Evening Lecture/Seminar

Wednesday, April 8, 2020 - 6:45 p.m. to 8:15 p.m. ET
Code: 1J0034
Location:
S. Dillon Ripley Center
1100 Jefferson Dr SW
Metro: Smithsonian (Mall exit)
Select your Tickets
$30
Member
$40
Non-Member

From popular television shows and true-crime podcasts to real-life cases, forensic science has long captured our interest and imagination. Given the wide representations of the field in entertainment and news—and the potential to mix fact and fiction—it’s often hard to know what forensic professionals actually do. (Are they all intrepid crime-solvers with complicated personal lives?)

Victor Weedn, a leading expert on forensic science, offers a comprehensive introduction to the fascinating history of forensic science and its basic methods, current controversies, and future.

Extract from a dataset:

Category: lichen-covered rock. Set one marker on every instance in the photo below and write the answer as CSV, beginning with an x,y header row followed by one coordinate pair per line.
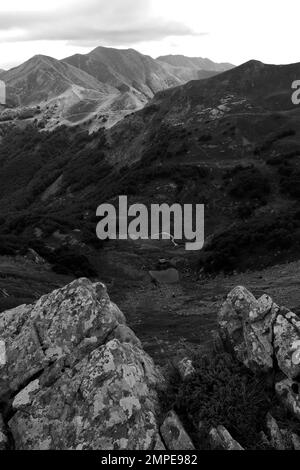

Weedn traces the development of forensic medicine, forensic toxicology, and the first crime labs. He identifies the key figures who helped professionalize the field, and how it has been changed by fingerprint examination, chemistry and DNA instrumentation, and digital databases, as well as the attention drawn to it by the wildly popular “CSI” crime-show franchise. 

He examines the controversies and debates in the field today, dealing with forensic fraud, hair analysis errors, bite-mark analysis, and misleading statements by forensic expert witnesses. Weedn also looks at what the field is doing right, and how it continues to evolve, improve, and grow in influence.

Weedn is a forensic pathologist, attorney, and professor at George Washington University, where he teaches courses in forensic pathology, medicolegal death investigation, and criminal law.